When she was born, there was no thought of going to a hospital to have children. When someone got sick, you did what you knew to do and prayed for the best. Her mother had been the person in the community whom people would get when there was sickness in their house. She would do what she could to pull them through. My mother said the sweetest prayers she ever heard were her mother's prayers for sick children when she did not know what to do.
When we look back on 88 years, we might think that someone would come up with computers or space travel or any number of modern additions to our lives, but I think there is a lot of wisdom to her choice. No matter how many problems we have with health care, our lives are so much easier now than in 1923. Childhood immunizations keep us from having to hear our little children racked with the horrible coughs that signify "Whooping Cough." The various measles, mumps, and chicken pox are basically things of the past. Cancer is no longer an automatic death sentence.
After lunch, mulling over her recent experience of getting a new driver's liscense, she pulled out her first one which expired in 1945. It was typed on a piece of form and on the inside was a place for offenses if you were ticketed.....no plastic; no picture.

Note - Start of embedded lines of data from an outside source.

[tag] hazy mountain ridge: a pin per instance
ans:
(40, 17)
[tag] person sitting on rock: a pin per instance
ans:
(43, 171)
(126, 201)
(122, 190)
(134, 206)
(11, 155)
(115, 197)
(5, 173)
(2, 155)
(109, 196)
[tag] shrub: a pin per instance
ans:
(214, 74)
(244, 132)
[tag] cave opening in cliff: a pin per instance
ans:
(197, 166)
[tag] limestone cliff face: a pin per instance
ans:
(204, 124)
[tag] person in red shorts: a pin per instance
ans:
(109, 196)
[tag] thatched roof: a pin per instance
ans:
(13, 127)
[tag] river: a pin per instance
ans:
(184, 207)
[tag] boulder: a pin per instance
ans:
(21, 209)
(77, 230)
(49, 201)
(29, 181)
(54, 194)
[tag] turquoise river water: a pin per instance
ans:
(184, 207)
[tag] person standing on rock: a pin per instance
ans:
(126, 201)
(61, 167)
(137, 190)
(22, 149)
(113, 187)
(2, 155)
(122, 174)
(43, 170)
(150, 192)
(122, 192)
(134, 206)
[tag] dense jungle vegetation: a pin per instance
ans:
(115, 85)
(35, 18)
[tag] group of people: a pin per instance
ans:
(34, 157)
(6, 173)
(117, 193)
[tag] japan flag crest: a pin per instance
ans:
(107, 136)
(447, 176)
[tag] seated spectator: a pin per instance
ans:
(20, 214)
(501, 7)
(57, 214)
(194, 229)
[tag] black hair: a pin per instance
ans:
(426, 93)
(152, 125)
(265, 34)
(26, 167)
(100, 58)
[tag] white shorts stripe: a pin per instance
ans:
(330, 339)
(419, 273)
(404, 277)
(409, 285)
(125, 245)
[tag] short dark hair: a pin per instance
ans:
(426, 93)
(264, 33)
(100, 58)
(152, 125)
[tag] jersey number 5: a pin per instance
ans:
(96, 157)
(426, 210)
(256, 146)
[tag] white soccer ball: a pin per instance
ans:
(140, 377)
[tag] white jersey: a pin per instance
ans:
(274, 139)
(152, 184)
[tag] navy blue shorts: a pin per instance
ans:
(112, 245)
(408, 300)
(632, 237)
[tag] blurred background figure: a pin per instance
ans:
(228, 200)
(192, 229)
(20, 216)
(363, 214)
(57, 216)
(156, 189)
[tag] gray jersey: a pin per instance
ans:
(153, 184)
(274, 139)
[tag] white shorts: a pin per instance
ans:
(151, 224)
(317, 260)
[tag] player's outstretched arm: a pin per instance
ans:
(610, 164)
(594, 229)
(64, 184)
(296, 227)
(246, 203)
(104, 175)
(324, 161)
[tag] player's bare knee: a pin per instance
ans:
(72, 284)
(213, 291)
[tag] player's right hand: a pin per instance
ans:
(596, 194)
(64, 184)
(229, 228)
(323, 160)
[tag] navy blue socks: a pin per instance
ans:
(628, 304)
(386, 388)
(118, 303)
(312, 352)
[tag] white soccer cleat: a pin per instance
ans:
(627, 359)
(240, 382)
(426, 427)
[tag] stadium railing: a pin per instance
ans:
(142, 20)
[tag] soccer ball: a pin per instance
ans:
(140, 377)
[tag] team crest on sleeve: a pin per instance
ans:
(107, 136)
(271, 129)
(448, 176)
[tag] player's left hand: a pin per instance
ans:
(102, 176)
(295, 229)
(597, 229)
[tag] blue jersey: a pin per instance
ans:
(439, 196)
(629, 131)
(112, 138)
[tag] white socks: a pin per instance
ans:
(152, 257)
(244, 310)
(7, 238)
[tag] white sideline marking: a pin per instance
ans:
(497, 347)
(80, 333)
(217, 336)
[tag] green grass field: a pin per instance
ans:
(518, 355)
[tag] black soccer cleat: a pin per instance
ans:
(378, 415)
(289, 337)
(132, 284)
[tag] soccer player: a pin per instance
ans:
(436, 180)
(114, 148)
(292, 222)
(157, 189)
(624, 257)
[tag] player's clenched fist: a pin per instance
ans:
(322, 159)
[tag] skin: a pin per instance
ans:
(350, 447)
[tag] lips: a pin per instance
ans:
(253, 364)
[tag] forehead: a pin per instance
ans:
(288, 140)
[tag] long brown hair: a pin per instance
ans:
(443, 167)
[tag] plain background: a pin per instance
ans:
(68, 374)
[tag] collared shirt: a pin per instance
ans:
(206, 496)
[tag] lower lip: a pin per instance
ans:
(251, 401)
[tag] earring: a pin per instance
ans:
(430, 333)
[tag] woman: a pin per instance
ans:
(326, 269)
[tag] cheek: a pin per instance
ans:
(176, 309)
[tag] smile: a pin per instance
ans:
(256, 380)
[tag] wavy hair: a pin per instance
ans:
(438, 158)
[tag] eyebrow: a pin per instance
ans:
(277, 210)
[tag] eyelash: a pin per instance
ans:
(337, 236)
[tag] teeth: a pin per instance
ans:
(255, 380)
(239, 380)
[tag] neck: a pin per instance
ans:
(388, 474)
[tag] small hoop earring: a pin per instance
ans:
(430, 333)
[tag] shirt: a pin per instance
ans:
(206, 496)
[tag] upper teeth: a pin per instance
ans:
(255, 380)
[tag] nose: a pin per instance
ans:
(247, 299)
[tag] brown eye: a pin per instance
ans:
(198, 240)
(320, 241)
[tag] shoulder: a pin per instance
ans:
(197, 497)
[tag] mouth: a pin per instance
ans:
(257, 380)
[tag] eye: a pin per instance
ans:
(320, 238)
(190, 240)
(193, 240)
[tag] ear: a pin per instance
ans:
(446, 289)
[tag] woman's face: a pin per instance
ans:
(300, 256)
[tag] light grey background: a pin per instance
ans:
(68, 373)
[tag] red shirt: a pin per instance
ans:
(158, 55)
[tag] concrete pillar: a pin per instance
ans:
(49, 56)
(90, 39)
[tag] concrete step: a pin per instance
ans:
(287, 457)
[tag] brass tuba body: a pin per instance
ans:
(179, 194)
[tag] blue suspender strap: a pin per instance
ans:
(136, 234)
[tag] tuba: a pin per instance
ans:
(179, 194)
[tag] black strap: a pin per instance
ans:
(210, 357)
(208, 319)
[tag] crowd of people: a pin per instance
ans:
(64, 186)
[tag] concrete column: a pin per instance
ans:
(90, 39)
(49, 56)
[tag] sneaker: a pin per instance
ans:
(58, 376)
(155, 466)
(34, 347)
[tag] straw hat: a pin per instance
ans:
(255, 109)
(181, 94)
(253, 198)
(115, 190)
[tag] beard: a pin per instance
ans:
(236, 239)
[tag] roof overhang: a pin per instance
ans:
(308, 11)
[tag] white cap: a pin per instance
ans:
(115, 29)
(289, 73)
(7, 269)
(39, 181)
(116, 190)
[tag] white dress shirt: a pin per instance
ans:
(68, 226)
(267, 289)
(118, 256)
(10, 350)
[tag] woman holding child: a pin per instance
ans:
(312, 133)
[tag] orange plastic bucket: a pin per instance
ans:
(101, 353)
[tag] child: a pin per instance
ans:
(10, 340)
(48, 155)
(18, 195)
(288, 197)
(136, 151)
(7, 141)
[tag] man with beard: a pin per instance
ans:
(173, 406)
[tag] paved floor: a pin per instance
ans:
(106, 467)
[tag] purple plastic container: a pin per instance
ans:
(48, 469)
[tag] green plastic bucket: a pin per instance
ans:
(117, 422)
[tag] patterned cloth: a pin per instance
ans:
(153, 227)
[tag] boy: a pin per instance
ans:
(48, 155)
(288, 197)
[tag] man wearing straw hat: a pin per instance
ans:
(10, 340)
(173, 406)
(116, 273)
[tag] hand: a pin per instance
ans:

My mother is the last of those ten children living. Her life has been a long one. She lived through World War II with her husband in the Pacific, a brother in Europe, a brother on a carrier in the Pacific, and four nephews scattered through the services. She watched her older sister die of cancer in the early fifties. She worried over nephews in the Korean War. She raised two children, helped farm, birthed a lot of calves and pigs, cooked a slew of meals, worked in tobacco, watched her children graduate from college, went back to school and got her high school diploma, celebrated the birth of each of her four grandchildren, dried a lot of tears, celebrated triumphs, shared heartaches, enjoyed her great-grandchildren, and grieved when her husband of 67 years died in 2003. She still raises the best tomatoes in the world and knows how to coax the most beautiful blooms out of roses.
I am sure that when someone has the nerve to ask her if she still drives and lives on the farm, she will give them a good hard stare out of those hazel eyes of hers and say, "Of course! I'm only 88!"